Ecuador

De la música al matrimonio: Érika Solórzano de Tierra Canela dice ‘sí’ a Nicolás Espinosa en una pedida de mano inolvidable”

La cantante Érika Solórzano, integrante de Tierra Canela, dijo “sí” al expresentador Nicolás Espinosa en una emotiva propuesta de matrimonio en Quito, rodeados de sus familias, música y amor tras más de tres años de relación.

Érika Solórzano de Tierra Canela dice ‘sí’ a Nicolás Espinosa
Érika Solórzano de Tierra Canela dice ‘sí’ a Nicolás Espinosa Fue una pedida de mano íntima y familiar, llena de emoción.

El amor verdadero siempre llega en el momento justo y de forma inesperada. Así lo demostraron Érika Solórzano, talentosa cantante del grupo ecuatoriano Tierra Canela, y el expresentador de televisión Nicolás Espinosa, al anunciar su compromiso matrimonial en un día lleno de emoción, sorpresas y alegría familiar.

El pasado 20 de febrero, bajo el cielo radiante de Quito, Nicolás organizó una pedida de mano sorpresa que quedará en la memoria de todos los asistentes. Lo que comenzó como una salida íntima en un mirador terminó en un “sí” rotundo, lleno de emoción y amor, cuando Érika aceptó la propuesta frente a las personas que más significan para ambos.

Una historia de amor que nació entre música y amistad

La historia de Érika y Nicolás comenzó hace más de tres años y medio en el barrio Chimbacalle, un sitio lleno de vida y tradición quiteña.

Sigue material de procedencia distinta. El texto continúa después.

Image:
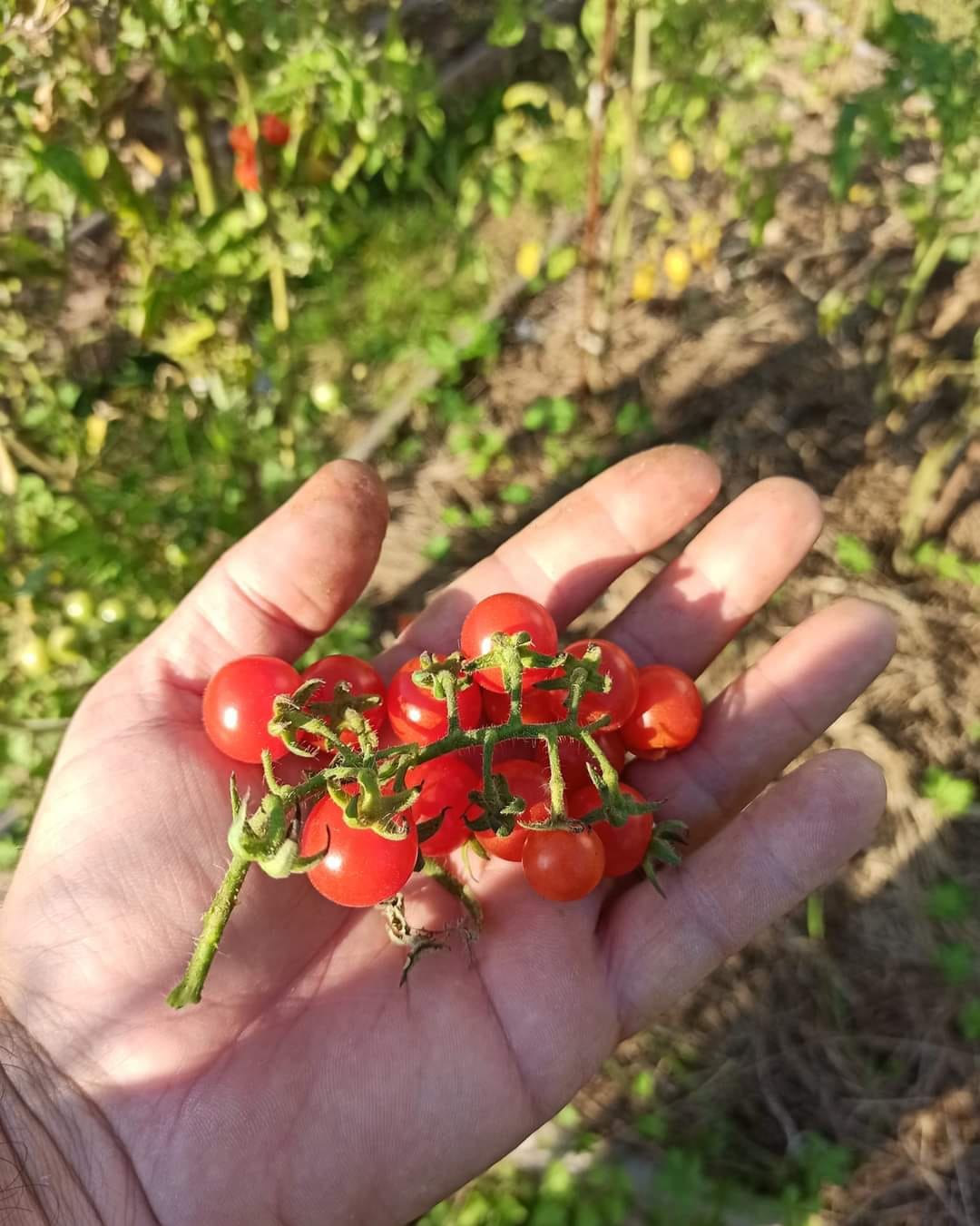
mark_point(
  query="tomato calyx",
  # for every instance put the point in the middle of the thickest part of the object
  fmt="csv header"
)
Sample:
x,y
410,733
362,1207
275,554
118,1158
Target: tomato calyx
x,y
365,796
268,838
324,720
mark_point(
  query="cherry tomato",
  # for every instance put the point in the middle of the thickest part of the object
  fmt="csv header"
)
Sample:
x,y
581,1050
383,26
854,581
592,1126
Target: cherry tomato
x,y
361,867
530,782
417,715
624,846
622,697
238,706
575,758
247,172
667,713
275,130
79,606
562,866
446,783
362,680
508,613
240,140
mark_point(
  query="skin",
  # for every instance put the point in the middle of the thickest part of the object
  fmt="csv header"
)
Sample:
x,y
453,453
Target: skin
x,y
295,1094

Aunque inicialmente eran conocidos por círculos de amigos —Érika incluso era amiga de los primos de Nicolás— fue la música la que terminó tejiendo los hilos de sus vidas.

Érika, con su voz envolvente en Tierra Canela, y Nicolás, actual integrante de la Banda del Carajú, se reencontraron en un evento artístico que marcó un antes y un después en su relación. Desde entonces, su vínculo ha ido creciendo con fuerza, respeto mutuo y un profundo sentido de compañerismo.

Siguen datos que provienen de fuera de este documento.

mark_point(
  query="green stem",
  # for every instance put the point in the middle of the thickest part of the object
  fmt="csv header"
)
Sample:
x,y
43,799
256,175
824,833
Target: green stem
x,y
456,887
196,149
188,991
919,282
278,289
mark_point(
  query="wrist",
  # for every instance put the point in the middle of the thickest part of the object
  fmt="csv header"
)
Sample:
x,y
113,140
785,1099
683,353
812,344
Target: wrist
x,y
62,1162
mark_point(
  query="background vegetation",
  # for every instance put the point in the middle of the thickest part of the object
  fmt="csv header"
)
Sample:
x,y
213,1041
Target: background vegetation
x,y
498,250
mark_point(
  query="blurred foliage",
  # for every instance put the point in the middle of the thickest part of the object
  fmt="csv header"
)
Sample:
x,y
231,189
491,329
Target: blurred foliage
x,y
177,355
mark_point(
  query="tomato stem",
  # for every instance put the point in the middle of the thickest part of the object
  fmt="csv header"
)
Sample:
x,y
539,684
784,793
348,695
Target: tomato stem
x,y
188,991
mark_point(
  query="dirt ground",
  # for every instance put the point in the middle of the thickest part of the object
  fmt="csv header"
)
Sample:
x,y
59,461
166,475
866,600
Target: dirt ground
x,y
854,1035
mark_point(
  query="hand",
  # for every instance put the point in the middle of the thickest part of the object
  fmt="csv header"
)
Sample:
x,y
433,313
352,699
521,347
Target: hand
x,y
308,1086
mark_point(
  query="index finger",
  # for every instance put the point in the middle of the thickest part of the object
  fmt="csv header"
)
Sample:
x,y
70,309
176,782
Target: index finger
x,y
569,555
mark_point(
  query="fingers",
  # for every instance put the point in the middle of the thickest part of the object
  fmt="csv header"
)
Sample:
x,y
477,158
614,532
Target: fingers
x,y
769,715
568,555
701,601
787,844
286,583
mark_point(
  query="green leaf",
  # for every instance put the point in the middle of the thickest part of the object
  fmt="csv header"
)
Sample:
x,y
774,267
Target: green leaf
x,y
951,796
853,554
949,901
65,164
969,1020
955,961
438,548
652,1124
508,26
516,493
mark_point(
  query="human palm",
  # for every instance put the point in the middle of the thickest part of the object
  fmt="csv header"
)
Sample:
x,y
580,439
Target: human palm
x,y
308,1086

Un día memorable y familiar

La propuesta no fue cualquier sorpresa: fue un momento cuidadosamente planeado por Nicolás, quien eligió el día del cumpleaños de Érika para pedirle matrimonio. Un entorno íntimo, con la presencia de sus familias completas, convirtió ese instante en una celebración de amor, unión y alegría compartida.

Los padres de Érika viajaron desde Manabí y Esmeraldas, mientras que los de Nicolás también estuvieron presentes para ser testigos de este hermoso paso en la vida de la pareja. A pesar de que las madres de ambos comparten apellidos, aclararon con humor que no existe relación familiar previa entre ellas, lo que solo sumó risas y complicidad a la velada.

Amor maduro, sueños compartidos y futuro prometedor

Aunque aún no han definido la fecha exacta de la boda, se especula que podría celebrarse a finales de este año, cuando las agendas artísticas y los corazones estén listos para otra gran fiesta.

Con 26 años, Érika combina su pasión por la música con la maternidad, abrazando la vida con alegría junto a su hijo de 4 años, Dereck, quien también ha sido parte del crecimiento de esta familia amorosa. Nicolás, con 41 años, ha encontrado en ella una compañera que lo inspira y lo impulsa a seguir soñando siempre.

Esta historia no solo celebra una pedida de mano, sino también el poder del amor que se construye con respeto, música, risas, y fuerza de voluntad. Una pareja que nos recuerda a todos que el amor verdadero siempre vale la pena celebrar.